This month, judges at the U.S. Ninth Circuit Judicial Council learned more about how faulty forensic evidence leads to exonerations. Legal experts told them to be skeptical of methods that don't pass scientific muster.

Forensic Science in Criminal Courts

Citing a report last year by the President's Council of Advisors on Science and Technology, Los Angeles Deputy Public Defender Jennifer Friedman told the judges that the report was directed at them.

"It was not intended to tell the people in this room how to decide cases, but to discuss and explain the intersection of scientific validity and legal reliability," she said.

The report challenged decades of forensic practices, such a fingerprint identification, bite marks, ballistics, hair, and footprint analysis.

"Forensic examiners shouldn't be able to come into court and make claims of 100 percent certainty, or testify that they've never made a mistake or that the error rate for the discipline is zero," Friedman said.

Judges and Defense Counsel

Judge Alex Kozinski said he accepted the idea that certain forensic methods were virtually infallible until he read an article in Science magazine made him question his long-held beliefs.

"Bite marks turn out to be completely useless, bullet fragments tend to be highly unreliable," he said. "Fingerprints, which I thought were the standard of validity, turn out to have a significant error rate when you test them against unknown samples."
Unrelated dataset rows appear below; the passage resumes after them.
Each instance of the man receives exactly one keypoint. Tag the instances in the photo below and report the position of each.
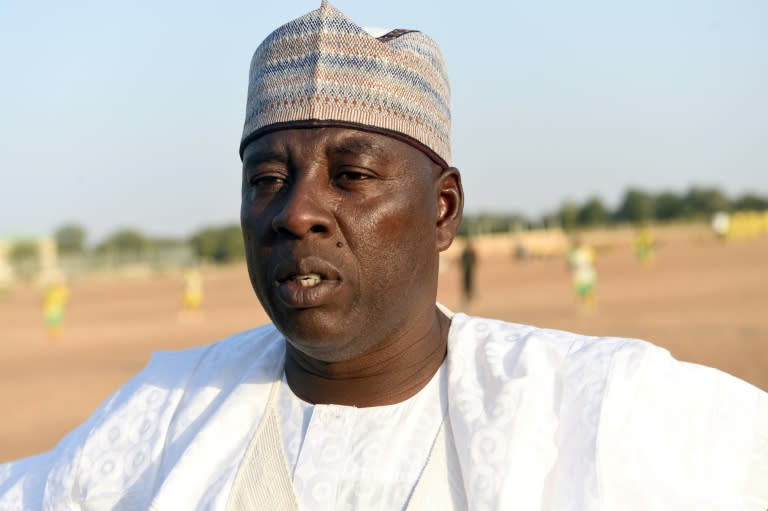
(363, 393)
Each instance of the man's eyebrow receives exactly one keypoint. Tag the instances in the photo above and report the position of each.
(262, 155)
(357, 145)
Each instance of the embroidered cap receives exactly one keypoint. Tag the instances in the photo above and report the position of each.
(324, 70)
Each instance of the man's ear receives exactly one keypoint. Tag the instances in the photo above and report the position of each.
(450, 206)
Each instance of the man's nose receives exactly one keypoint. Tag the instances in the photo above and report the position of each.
(303, 211)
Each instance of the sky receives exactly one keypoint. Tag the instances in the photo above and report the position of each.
(128, 114)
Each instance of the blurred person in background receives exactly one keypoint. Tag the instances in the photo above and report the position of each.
(363, 393)
(468, 260)
(581, 261)
(192, 297)
(55, 299)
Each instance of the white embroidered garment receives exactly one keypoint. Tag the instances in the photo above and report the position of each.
(347, 458)
(540, 420)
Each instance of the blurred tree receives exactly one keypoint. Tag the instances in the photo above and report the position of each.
(668, 206)
(593, 212)
(637, 206)
(569, 215)
(750, 202)
(703, 202)
(70, 239)
(24, 251)
(219, 244)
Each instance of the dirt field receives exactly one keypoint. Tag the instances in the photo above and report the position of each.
(705, 301)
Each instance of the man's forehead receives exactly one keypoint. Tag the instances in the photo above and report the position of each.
(277, 144)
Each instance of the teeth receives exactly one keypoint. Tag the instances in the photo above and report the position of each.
(308, 280)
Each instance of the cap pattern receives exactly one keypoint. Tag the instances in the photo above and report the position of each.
(324, 70)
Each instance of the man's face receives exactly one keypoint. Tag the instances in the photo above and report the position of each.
(342, 232)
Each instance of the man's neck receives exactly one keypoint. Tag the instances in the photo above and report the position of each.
(391, 374)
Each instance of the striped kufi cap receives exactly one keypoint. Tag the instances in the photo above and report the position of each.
(324, 70)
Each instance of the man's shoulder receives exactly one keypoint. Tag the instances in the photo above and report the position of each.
(249, 346)
(532, 348)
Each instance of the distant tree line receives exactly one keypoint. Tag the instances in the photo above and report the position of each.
(217, 244)
(637, 206)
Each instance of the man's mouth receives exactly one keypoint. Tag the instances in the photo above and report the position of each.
(307, 279)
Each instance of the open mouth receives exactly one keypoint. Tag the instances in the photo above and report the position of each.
(307, 279)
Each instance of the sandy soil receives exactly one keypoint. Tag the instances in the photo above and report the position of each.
(705, 301)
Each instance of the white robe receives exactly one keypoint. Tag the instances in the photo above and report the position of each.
(541, 420)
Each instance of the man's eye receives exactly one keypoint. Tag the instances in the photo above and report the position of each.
(266, 182)
(351, 175)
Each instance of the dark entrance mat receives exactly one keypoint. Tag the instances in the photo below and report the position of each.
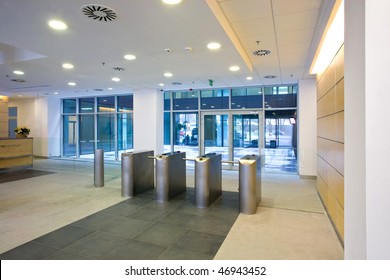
(14, 175)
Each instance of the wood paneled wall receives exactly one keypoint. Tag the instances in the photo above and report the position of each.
(3, 116)
(330, 138)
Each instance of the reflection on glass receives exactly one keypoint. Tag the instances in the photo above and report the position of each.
(216, 135)
(167, 131)
(125, 132)
(106, 132)
(186, 133)
(106, 104)
(69, 106)
(245, 135)
(69, 136)
(86, 134)
(125, 103)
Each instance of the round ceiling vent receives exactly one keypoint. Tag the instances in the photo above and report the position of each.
(99, 12)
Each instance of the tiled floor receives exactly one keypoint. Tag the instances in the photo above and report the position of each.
(139, 228)
(61, 215)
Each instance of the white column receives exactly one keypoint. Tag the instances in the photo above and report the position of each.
(149, 120)
(307, 128)
(367, 191)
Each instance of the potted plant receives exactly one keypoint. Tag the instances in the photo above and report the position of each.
(22, 131)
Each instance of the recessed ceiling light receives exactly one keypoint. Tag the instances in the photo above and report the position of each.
(57, 25)
(130, 57)
(214, 46)
(171, 2)
(67, 66)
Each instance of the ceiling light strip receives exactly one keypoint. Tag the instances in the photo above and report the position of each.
(218, 13)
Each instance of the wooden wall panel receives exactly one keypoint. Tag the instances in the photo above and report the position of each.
(330, 140)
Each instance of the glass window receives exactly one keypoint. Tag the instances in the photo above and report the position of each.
(69, 135)
(125, 131)
(185, 100)
(244, 98)
(106, 104)
(69, 106)
(214, 99)
(125, 103)
(106, 132)
(167, 101)
(86, 134)
(87, 105)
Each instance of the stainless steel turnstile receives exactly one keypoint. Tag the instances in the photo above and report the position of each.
(249, 183)
(137, 173)
(170, 175)
(98, 164)
(208, 179)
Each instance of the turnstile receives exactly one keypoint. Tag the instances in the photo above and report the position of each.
(137, 173)
(170, 175)
(249, 183)
(208, 179)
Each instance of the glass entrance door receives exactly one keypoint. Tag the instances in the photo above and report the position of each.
(231, 134)
(246, 135)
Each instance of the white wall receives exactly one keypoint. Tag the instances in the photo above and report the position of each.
(307, 128)
(149, 120)
(367, 191)
(42, 116)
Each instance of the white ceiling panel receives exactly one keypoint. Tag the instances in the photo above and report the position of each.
(296, 21)
(283, 7)
(243, 10)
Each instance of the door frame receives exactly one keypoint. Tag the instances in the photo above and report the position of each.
(230, 114)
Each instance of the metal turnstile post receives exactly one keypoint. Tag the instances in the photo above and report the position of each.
(137, 173)
(249, 183)
(208, 179)
(99, 168)
(170, 175)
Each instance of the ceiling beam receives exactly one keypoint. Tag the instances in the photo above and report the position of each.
(223, 21)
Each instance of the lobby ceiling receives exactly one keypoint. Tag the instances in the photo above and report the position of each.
(164, 38)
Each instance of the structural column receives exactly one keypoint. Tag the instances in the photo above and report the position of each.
(367, 192)
(149, 120)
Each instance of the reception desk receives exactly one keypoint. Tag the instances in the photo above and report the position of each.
(16, 152)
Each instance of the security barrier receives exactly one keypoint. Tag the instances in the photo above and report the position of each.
(249, 183)
(208, 179)
(137, 173)
(170, 175)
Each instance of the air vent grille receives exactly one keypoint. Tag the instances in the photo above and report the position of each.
(99, 12)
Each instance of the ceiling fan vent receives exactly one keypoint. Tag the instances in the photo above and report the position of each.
(99, 12)
(261, 52)
(18, 80)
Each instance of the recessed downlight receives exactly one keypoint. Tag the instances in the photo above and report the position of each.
(67, 66)
(130, 57)
(171, 2)
(213, 46)
(57, 24)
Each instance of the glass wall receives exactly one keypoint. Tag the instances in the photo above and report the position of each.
(91, 123)
(234, 121)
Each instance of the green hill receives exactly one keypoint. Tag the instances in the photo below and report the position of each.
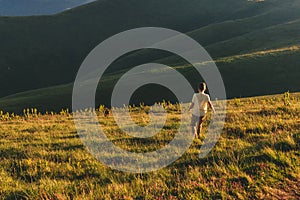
(257, 157)
(45, 51)
(244, 75)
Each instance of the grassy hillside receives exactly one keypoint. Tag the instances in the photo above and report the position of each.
(44, 51)
(256, 73)
(257, 157)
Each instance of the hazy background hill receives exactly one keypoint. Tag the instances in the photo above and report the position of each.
(45, 51)
(37, 7)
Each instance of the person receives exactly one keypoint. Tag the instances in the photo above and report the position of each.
(199, 104)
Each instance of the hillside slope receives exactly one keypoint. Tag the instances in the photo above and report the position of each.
(257, 157)
(249, 79)
(44, 51)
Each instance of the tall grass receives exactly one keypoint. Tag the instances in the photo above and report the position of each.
(257, 156)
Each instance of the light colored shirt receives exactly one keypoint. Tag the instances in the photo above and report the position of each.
(200, 101)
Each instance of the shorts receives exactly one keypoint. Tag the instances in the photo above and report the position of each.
(196, 119)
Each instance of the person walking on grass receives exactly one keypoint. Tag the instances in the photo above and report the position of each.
(199, 104)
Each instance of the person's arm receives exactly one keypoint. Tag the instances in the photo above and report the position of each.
(191, 106)
(212, 107)
(193, 103)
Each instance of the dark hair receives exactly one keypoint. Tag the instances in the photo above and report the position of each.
(202, 87)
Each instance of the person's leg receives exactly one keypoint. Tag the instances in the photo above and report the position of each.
(193, 125)
(199, 125)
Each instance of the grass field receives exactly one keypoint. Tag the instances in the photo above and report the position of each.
(257, 156)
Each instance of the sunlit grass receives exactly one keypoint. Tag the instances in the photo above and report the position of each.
(257, 156)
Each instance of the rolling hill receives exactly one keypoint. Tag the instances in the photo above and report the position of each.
(41, 54)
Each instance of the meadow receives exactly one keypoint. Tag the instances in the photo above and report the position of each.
(257, 156)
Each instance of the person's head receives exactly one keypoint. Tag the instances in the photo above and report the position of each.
(202, 87)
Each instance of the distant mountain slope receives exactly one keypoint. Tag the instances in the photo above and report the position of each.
(258, 73)
(43, 51)
(36, 7)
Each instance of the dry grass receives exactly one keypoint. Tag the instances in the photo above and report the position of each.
(257, 156)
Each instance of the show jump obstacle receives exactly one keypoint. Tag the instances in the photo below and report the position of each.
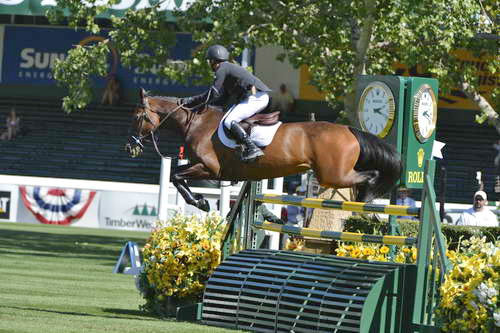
(285, 291)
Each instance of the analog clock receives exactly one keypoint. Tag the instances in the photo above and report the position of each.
(424, 113)
(376, 109)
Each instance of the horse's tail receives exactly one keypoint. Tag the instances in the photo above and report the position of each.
(378, 155)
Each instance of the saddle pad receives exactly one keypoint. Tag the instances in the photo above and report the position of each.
(261, 135)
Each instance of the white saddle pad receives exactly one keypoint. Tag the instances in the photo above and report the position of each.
(261, 135)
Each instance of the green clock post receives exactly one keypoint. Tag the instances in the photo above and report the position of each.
(402, 111)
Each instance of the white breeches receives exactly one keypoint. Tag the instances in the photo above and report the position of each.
(247, 108)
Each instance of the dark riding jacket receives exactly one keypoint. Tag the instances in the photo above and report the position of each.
(231, 80)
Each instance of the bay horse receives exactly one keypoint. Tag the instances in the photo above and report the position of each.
(340, 156)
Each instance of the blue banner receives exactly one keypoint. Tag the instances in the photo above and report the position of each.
(29, 54)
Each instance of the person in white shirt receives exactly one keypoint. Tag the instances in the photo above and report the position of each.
(478, 215)
(405, 200)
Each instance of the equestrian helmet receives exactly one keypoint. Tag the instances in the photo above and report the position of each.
(218, 53)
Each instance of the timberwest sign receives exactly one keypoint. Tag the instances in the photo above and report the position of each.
(39, 7)
(29, 55)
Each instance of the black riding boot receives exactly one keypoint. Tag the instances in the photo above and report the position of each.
(249, 152)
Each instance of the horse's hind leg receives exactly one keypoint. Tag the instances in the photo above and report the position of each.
(363, 188)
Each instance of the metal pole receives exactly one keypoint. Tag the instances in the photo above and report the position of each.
(166, 162)
(225, 198)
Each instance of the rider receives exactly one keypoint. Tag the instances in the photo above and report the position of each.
(232, 80)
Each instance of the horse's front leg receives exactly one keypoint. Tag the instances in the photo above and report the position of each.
(181, 174)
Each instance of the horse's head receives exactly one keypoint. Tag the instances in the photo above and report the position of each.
(144, 124)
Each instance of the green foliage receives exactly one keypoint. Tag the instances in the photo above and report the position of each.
(366, 225)
(453, 234)
(142, 39)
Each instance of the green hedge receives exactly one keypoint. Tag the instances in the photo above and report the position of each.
(410, 228)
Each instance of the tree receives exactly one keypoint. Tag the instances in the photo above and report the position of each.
(337, 40)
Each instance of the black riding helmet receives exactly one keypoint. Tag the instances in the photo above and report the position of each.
(217, 53)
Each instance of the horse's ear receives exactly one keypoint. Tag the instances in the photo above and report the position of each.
(143, 93)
He said defense lawyers need to raise their issues about forensic evidence more often in court, Courthouse News reported.

"Many defense lawyers, like the rest of us, grew up with fingerprints, bite marks and footprint evidence and simply accept it as being inherently valid and not worth challenging," he said. "And if judges don't have the issue presented, it's difficult for a judge."

Friedman said that scrutinizing forensic testimony would "go a long way in preventing wrongful convictions and ensure the integrity of the evidence being admitted."